Potential use of drones in Smart Cities

Safety and security

Drones can help municipalities with:

  • traffic management
  • car parking
  • crowd monitoring and control
  • weather assessments

Delivery

Drones in smart cities are able to:

  • perform fast and efficient delivery
  • transport medical deliveries quickly
  • communicate precise GPS location information for package tracking
  • reduce traffic congestion in urban areas and gas emissions.

Infrastructure and planning

Monitoring the development of new buildings, and inspecting old infrastructures, are tasks that could be performed by drones very soon. They will:

  • gather information in locations where traditional methods are difficult or dangerous
  • provide real-time data, collected on construction sites and development projects, to ease communication between private and public sectors
  • facilitate the implementation of 5G networks, helping to build the network and detect dead spots
  • fly over long distances, without interruptions, even if there are changes in the network.

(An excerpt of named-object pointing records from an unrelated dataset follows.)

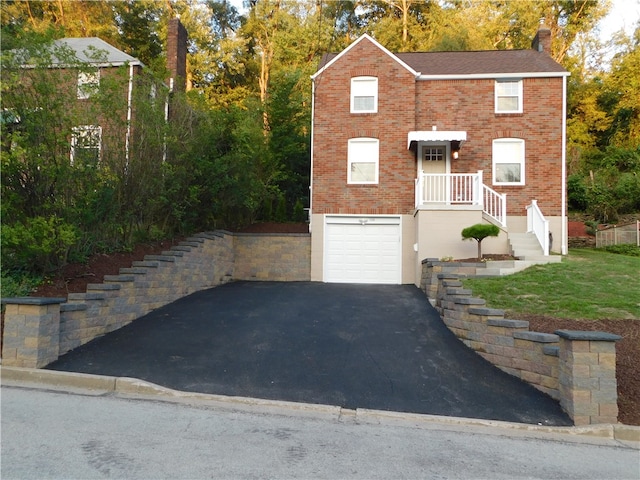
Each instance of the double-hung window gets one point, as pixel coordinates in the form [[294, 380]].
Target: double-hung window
[[508, 96], [364, 95], [86, 142], [88, 83], [508, 161], [363, 160]]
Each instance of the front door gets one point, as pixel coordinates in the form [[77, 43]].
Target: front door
[[434, 161]]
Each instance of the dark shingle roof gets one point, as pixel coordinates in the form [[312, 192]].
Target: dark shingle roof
[[474, 63], [482, 62]]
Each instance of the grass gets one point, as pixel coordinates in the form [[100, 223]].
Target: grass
[[588, 284]]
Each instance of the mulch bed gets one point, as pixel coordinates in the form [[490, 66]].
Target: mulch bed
[[75, 277]]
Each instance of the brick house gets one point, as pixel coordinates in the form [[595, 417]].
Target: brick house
[[410, 148], [80, 68]]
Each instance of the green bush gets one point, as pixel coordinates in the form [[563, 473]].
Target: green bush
[[479, 232], [18, 284], [577, 193], [38, 245], [623, 249]]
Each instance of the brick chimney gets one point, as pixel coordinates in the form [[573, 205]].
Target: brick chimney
[[177, 54], [542, 41]]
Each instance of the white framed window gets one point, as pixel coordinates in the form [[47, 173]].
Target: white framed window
[[88, 83], [508, 95], [86, 142], [363, 160], [364, 95], [508, 161]]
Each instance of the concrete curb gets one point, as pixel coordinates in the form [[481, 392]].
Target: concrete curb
[[134, 388]]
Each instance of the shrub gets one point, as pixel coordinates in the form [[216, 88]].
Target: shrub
[[623, 249], [479, 232], [38, 245], [18, 284]]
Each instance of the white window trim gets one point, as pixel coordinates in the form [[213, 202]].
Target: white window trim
[[375, 161], [520, 96], [88, 84], [354, 90], [521, 160], [77, 131]]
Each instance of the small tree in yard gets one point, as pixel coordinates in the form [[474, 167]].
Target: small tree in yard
[[479, 232]]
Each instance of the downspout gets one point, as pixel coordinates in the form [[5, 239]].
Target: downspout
[[166, 121], [129, 114], [565, 239], [313, 103]]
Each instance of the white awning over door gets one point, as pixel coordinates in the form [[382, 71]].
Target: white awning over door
[[436, 136]]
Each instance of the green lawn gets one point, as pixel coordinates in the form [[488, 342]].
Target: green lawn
[[588, 284]]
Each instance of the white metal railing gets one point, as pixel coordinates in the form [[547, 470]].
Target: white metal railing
[[538, 225], [461, 189], [494, 204]]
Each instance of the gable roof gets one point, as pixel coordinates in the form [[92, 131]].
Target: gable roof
[[329, 59], [95, 50], [473, 64]]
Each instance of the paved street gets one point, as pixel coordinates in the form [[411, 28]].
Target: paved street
[[49, 435]]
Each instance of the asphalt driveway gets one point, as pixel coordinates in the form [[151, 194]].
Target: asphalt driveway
[[357, 346]]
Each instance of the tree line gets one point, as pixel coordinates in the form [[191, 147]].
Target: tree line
[[237, 148]]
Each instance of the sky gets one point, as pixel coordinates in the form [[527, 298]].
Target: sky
[[623, 14]]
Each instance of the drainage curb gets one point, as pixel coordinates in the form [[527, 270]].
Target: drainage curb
[[97, 385]]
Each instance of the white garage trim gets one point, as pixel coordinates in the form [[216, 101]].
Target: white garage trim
[[362, 249]]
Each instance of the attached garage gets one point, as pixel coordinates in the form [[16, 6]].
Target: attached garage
[[362, 249]]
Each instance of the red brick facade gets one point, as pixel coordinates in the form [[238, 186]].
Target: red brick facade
[[406, 103]]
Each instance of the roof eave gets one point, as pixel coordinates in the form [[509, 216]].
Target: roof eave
[[480, 76]]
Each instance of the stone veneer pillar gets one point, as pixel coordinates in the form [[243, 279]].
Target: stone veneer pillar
[[31, 331], [587, 376]]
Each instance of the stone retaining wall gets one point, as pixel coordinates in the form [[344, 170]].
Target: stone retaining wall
[[38, 330], [576, 368]]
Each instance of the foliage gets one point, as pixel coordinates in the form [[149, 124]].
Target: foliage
[[623, 249], [18, 284], [239, 141], [479, 232], [558, 289], [39, 244], [607, 184]]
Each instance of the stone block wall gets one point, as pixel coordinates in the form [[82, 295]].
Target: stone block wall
[[272, 257], [576, 368], [38, 330]]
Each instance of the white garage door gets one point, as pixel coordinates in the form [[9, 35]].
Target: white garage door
[[362, 250]]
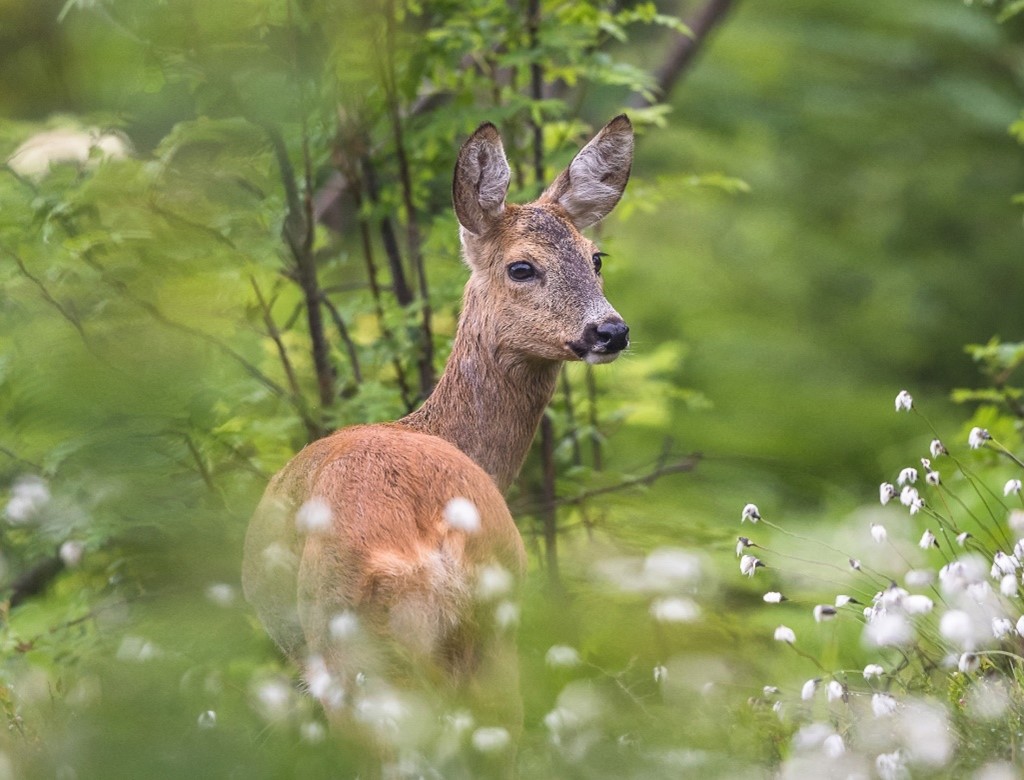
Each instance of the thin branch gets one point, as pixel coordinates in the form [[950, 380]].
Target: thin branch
[[414, 248], [71, 316], [274, 334], [684, 49], [346, 338], [682, 466], [299, 236]]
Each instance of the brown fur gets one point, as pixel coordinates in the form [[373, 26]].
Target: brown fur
[[387, 554]]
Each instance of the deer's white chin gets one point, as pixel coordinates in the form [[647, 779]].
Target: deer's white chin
[[596, 358]]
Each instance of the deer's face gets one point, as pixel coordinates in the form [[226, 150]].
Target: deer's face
[[541, 284], [537, 287]]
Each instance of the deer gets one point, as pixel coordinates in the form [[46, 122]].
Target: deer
[[359, 529]]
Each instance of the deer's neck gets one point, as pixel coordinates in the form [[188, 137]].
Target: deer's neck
[[487, 402]]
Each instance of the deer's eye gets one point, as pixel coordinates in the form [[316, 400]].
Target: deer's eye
[[521, 271]]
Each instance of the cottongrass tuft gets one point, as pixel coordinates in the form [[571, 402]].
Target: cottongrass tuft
[[314, 516], [749, 564], [978, 437], [751, 512]]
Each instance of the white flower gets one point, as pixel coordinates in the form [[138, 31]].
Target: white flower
[[491, 739], [313, 517], [883, 704], [1016, 520], [562, 656], [833, 746], [907, 476], [908, 495], [462, 515], [749, 564], [506, 614], [872, 670], [823, 612], [675, 610], [904, 401], [978, 437], [891, 766], [969, 662], [807, 692], [1001, 627], [71, 553], [918, 604], [785, 634], [1004, 564], [343, 625]]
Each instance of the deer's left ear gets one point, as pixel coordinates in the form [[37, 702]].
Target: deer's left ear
[[592, 184]]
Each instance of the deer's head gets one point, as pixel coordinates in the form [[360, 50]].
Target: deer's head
[[536, 287]]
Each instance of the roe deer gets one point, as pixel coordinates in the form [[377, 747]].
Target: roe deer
[[359, 526]]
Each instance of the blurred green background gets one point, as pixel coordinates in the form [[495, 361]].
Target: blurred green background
[[823, 217]]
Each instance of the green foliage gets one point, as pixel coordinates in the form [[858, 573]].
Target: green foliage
[[819, 215]]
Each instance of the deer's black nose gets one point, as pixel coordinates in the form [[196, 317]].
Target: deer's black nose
[[613, 335]]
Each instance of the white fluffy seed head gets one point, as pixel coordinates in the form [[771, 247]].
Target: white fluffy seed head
[[344, 625], [493, 581], [872, 670], [313, 517], [785, 634], [808, 689], [883, 704], [462, 515]]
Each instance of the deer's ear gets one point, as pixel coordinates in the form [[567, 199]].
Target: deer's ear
[[592, 184], [481, 180]]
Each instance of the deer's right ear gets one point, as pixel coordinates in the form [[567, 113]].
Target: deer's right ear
[[481, 180]]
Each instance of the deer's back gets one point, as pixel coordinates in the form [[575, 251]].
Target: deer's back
[[355, 521]]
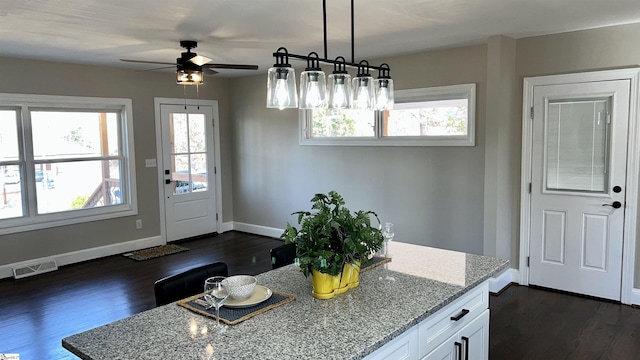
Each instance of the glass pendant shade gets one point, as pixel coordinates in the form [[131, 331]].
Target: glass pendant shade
[[313, 90], [189, 77], [362, 93], [339, 91], [384, 99], [281, 88]]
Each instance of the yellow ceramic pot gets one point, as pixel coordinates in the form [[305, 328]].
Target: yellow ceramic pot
[[324, 285], [354, 280]]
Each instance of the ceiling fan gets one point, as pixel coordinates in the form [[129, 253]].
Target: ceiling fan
[[190, 66]]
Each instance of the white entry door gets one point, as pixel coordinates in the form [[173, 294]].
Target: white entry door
[[579, 154], [188, 168]]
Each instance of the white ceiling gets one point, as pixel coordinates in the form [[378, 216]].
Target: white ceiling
[[249, 31]]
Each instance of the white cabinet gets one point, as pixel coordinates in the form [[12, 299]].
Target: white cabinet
[[403, 347], [458, 331], [470, 343]]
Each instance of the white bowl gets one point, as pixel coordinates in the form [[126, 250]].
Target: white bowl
[[240, 286]]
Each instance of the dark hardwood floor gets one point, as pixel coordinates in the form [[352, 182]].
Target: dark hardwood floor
[[526, 323], [532, 323], [37, 312]]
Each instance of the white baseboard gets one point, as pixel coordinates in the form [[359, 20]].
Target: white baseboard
[[633, 297], [258, 230], [87, 254], [499, 282], [224, 227]]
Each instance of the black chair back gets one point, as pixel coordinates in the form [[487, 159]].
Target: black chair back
[[188, 283], [283, 255]]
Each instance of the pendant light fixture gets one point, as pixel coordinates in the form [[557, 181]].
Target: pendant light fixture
[[362, 88], [361, 92], [313, 87], [339, 86], [281, 83], [383, 89]]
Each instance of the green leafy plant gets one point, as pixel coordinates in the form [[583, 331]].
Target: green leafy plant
[[331, 235]]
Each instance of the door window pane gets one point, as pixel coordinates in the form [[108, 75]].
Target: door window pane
[[197, 135], [577, 143], [199, 172], [179, 133]]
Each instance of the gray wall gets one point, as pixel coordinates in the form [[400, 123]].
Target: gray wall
[[40, 77], [456, 198], [434, 195]]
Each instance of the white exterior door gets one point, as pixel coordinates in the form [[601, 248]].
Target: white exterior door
[[579, 154], [188, 165]]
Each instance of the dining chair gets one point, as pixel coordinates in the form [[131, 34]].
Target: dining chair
[[283, 255], [187, 283]]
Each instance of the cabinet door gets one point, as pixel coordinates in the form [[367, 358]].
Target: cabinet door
[[475, 338], [447, 350], [403, 347]]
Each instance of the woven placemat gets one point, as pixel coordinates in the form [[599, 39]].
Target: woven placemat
[[232, 316], [154, 252], [374, 262]]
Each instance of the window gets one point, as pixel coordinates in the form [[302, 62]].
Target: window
[[438, 116], [64, 160]]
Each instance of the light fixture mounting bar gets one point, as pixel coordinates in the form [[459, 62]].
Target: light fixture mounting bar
[[327, 61]]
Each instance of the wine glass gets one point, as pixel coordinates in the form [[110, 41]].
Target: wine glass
[[215, 294], [388, 236]]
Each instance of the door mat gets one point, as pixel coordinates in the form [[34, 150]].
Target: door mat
[[154, 252]]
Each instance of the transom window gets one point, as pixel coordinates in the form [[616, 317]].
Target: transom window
[[438, 116], [64, 160]]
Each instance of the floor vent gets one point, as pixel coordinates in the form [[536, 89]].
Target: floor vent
[[34, 269]]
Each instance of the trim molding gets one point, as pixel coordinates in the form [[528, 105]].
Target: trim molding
[[87, 254], [226, 226], [501, 281], [258, 230]]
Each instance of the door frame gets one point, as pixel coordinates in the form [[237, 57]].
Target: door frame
[[629, 294], [217, 179]]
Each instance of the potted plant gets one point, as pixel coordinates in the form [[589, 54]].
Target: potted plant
[[330, 240]]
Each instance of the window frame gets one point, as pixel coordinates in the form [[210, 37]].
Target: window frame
[[23, 104], [462, 91]]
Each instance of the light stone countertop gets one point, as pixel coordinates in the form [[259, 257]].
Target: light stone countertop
[[390, 299]]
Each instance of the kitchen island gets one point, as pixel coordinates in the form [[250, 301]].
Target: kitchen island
[[418, 305]]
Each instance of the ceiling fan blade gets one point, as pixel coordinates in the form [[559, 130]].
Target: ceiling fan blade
[[160, 68], [148, 62], [200, 60], [232, 66]]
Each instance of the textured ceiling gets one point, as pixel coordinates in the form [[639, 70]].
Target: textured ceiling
[[249, 31]]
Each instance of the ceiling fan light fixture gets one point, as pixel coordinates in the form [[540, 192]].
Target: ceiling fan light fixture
[[189, 77]]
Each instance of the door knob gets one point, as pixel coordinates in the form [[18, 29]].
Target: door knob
[[615, 205]]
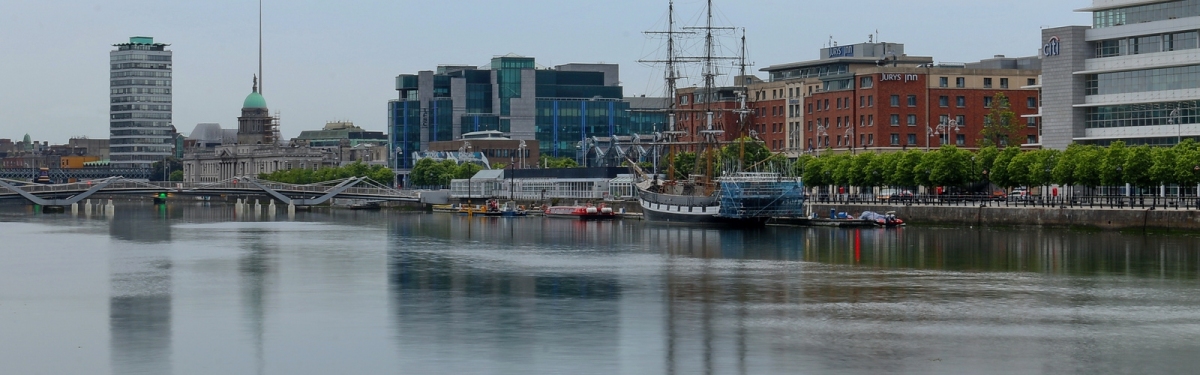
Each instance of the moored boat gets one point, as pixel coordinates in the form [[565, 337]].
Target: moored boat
[[580, 212]]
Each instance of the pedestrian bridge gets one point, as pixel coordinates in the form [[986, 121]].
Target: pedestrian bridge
[[60, 195]]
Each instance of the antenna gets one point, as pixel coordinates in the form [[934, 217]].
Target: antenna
[[259, 46]]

Drones will play a vital role in modernizing cities and in the emergence of smart cities today!

In Conclusion

The EU has been proactive in growing smart cities throughout Europe. It encouraged its member nations by allocating funds to smooth their implementation.

The US needs to accelerate the development of Smart Cities. It is one of the most urbanized regions in the world, but most Smart City development is only related to public safety and traffic. There is still a lot of potential to develop other solutions.

In Asia, countries like South Korea and China already use IoT-powered smart city solutions to help reduce traffic congestion and CO2 emissions.

Smart Cities' ultimate goals are to provide:

  • improved citizen services
  • a better lifestyle for urban residents

Governments, urban planners, engineers, and architects are collaboratively strategizing and leveraging new digital technologies.